PEDRO SALAZAR UGARTE
Desde hace más de una década profesores, jueces y abogados han insistido en la necesidad de contar con una nueva Ley de Amparo para México. Estudios académicos, proyectos legislativos y ‘libros blancos’ dan cuenta de ello. Las malas prácticas, las interpretaciones restrictivas y las mañas de los litigantes fueron distorsionando el llamado “juicio de garantías” a lo largo de los años y; todas juntas, esas desviaciones motivaron la causa reformista que avanzó de manera prometedora en 2011 cuando se modificaron los artículos 94, 103, 104 y 107 de la Constitución. Con aquella reforma cambiaron las bases constitucionales del juicio de amparo de manera significativa: se ampliaron los supuestos para su procedencia, se incluyó a los tratados internacionales en materia de derechos humanos como parámetro para otorgar dicho medio de protección, se contempló la figura del interés legítimo (individual y colectivo), se consideró la posibilidad de realizar declaratorias generales de inconstitucionalidad, etc. Sin embargo, como era normal que sucediera, los alcances de esas reformas constitucionales y su impacto potencial en las relaciones entre el Estado y las personas quedaron —por decirlo de alguna manera— “suspendidos” hasta que no se aprobaran reformas a la ley secundaria.
Aquel año, en 2011, mediante un transitorio constitucional, los propios legisladores se dieron ciento veinte días para llevar a cabo las modificaciones legales. De hecho, en un gesto inusitado de responsabilidad, tuvieron el cuidado de posponer la entrada en vigor de las nuevas normas constitucionales durante un plazo de tiempo idéntico.
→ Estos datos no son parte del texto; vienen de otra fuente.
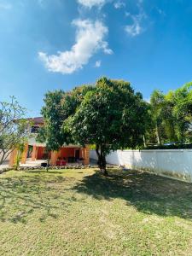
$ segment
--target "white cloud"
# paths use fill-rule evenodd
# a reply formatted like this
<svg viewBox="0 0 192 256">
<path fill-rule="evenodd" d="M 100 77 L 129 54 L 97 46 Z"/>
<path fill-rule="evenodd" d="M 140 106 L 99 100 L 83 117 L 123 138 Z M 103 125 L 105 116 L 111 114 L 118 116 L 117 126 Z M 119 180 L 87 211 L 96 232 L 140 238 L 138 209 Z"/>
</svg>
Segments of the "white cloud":
<svg viewBox="0 0 192 256">
<path fill-rule="evenodd" d="M 114 3 L 114 8 L 115 9 L 120 9 L 125 7 L 125 3 L 120 0 Z"/>
<path fill-rule="evenodd" d="M 101 65 L 102 65 L 102 61 L 96 61 L 96 64 L 95 64 L 95 67 L 100 67 Z"/>
<path fill-rule="evenodd" d="M 102 7 L 106 3 L 106 0 L 78 0 L 78 3 L 90 9 L 93 6 Z"/>
<path fill-rule="evenodd" d="M 75 20 L 73 24 L 77 26 L 76 43 L 70 50 L 48 55 L 39 52 L 40 60 L 49 71 L 61 73 L 73 73 L 89 62 L 90 58 L 99 49 L 105 54 L 112 54 L 108 44 L 104 41 L 108 27 L 101 21 L 90 20 Z"/>
<path fill-rule="evenodd" d="M 140 19 L 137 16 L 133 16 L 132 25 L 127 25 L 125 26 L 125 32 L 131 37 L 138 36 L 142 32 L 142 27 L 140 25 Z"/>
<path fill-rule="evenodd" d="M 138 36 L 143 32 L 143 27 L 142 26 L 142 23 L 143 23 L 143 20 L 144 20 L 144 19 L 147 18 L 147 15 L 143 9 L 142 3 L 143 3 L 143 0 L 139 0 L 137 3 L 137 7 L 138 7 L 138 10 L 139 10 L 138 15 L 132 15 L 129 13 L 127 13 L 127 15 L 125 14 L 126 16 L 131 17 L 131 19 L 132 20 L 132 24 L 127 25 L 125 27 L 125 32 L 131 37 Z"/>
</svg>

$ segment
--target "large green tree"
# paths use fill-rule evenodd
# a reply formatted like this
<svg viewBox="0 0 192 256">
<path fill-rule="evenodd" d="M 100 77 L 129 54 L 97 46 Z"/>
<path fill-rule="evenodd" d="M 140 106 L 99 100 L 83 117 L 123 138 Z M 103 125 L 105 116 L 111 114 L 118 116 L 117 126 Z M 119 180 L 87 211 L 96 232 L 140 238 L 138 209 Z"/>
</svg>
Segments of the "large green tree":
<svg viewBox="0 0 192 256">
<path fill-rule="evenodd" d="M 44 125 L 39 129 L 37 140 L 46 143 L 48 152 L 73 143 L 71 134 L 63 129 L 63 123 L 75 113 L 86 92 L 90 90 L 91 86 L 83 85 L 68 92 L 55 90 L 45 95 L 44 106 L 41 110 Z"/>
<path fill-rule="evenodd" d="M 147 118 L 148 104 L 130 83 L 102 78 L 63 127 L 75 142 L 96 145 L 99 167 L 107 175 L 107 154 L 143 144 Z"/>
<path fill-rule="evenodd" d="M 0 102 L 0 165 L 10 153 L 24 144 L 28 137 L 29 121 L 26 109 L 12 96 L 9 102 Z"/>
</svg>

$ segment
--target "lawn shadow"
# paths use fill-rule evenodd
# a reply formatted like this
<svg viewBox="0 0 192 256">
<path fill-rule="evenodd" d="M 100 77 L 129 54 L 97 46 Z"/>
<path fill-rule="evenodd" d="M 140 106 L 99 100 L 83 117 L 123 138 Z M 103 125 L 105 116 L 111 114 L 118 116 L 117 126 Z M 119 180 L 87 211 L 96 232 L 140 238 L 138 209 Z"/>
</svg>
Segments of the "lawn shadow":
<svg viewBox="0 0 192 256">
<path fill-rule="evenodd" d="M 73 187 L 97 200 L 120 198 L 148 214 L 192 218 L 192 184 L 137 171 L 98 171 Z"/>
<path fill-rule="evenodd" d="M 61 198 L 60 183 L 66 180 L 61 176 L 53 176 L 50 180 L 44 175 L 23 175 L 2 179 L 0 221 L 26 224 L 27 217 L 35 211 L 39 213 L 37 218 L 41 222 L 48 217 L 56 218 L 59 209 L 57 201 Z"/>
</svg>

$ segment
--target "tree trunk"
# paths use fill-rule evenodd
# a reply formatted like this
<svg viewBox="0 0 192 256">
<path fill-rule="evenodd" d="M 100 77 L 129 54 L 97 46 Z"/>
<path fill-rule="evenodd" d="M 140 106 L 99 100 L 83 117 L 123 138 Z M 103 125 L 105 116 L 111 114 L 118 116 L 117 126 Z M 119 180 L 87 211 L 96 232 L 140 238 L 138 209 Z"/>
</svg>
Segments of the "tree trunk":
<svg viewBox="0 0 192 256">
<path fill-rule="evenodd" d="M 145 139 L 145 136 L 143 135 L 143 145 L 144 145 L 144 147 L 146 148 L 146 139 Z"/>
<path fill-rule="evenodd" d="M 99 150 L 99 148 L 100 148 L 100 150 Z M 96 154 L 98 157 L 97 164 L 98 164 L 100 171 L 104 174 L 104 176 L 108 176 L 108 172 L 106 168 L 106 156 L 105 156 L 102 148 L 96 145 Z"/>
<path fill-rule="evenodd" d="M 158 145 L 161 145 L 161 139 L 160 139 L 160 129 L 159 126 L 156 123 L 156 136 L 157 136 L 157 143 Z"/>
</svg>

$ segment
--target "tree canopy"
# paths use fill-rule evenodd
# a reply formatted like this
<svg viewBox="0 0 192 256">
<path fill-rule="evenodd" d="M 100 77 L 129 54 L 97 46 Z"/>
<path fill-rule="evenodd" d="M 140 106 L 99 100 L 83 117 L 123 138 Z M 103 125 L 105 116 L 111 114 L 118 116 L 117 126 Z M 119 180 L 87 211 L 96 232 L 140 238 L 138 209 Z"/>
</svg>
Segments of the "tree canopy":
<svg viewBox="0 0 192 256">
<path fill-rule="evenodd" d="M 0 102 L 0 165 L 18 145 L 25 143 L 29 122 L 25 119 L 26 108 L 14 96 L 10 102 Z"/>
<path fill-rule="evenodd" d="M 44 140 L 51 150 L 69 143 L 95 144 L 100 169 L 106 173 L 106 155 L 111 150 L 143 143 L 148 109 L 142 95 L 122 80 L 102 78 L 93 86 L 49 92 L 42 110 Z"/>
</svg>

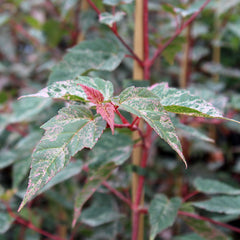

Con ello, podemos legítimamente suponer, buscaban garantizar que las reformas constitucionales entraran en vigor una vez que estuviera aprobada la nueva legislación secundaria. Un cálculo digno de parlamento platónico. Pero la cruda realidad se impuso, la responsabilidad se esfumó y han pasado más de dieciséis meses desde que las reformas constitucionales entraron en vigor sin que se hayan aprobado las reformas a la ley secundaria. Así que la Nueva Ley de Amparo, hasta el día de hoy, brilla por su ausencia. Un caso de parálisis legislativa que, entre otros efectos, empujó a la Suprema Corte de Justicia a reemplazar al legislador adoptando Acuerdos Generales para sortear la situación. Todo un atentado contra la división de funciones entre los Poderes de la Unión del que pocos se sorprendieron y muchos menos se alarmaron.
Ello a pesar de que la ley de amparo no es un ordenamiento cualquiera porque de sus disposiciones depende la protección de nuestros derechos fundamentales. De hecho, no es casual que la reforma constitucional en esta materia fuera seguida de inmediato por la reforma en materia de derechos humanos. Los efectos de ambas operaciones están íntimamente concatenados y la aprobación de las leyes secundarias —en éstas y en otras materias sensibles— es el ancla para los cambios constitucionales. Por lo mismo resulta crucial la aprobación de las reformas legales que hoy se discuten en la Cámara de Diputados. Sobre todo ahora que se escuchan voces deseosas de echar marcha atrás en ambos frentes.
Sin duda la propuesta a discusión tiene defectos y limitaciones. El amparo es una materia muy compleja por lo que habrá que esperar a que las nuevas normas legales, una vez aprobadas, surtan efectos para poder calibrar todas sus virtudes y defectos. Ya habrá tiempo para realizar los ajustes necesarios. Eso sucede en cualquier materia porque en ninguna existen reformas definitivas. Lo importante es que la legislación se apruebe: en cuestiones de derechos y de su protección es tan importante evitar las reformas regresivas como superar el inmovilismo estéril. A la reforma de derechos humanos la amenazan las primeras y a la reforma de amparo la tiene secuestrada lo segundo. La peor ley en esta materia es la que no ha sido reformada; así que es hora de superar esa omisión tan ominosa.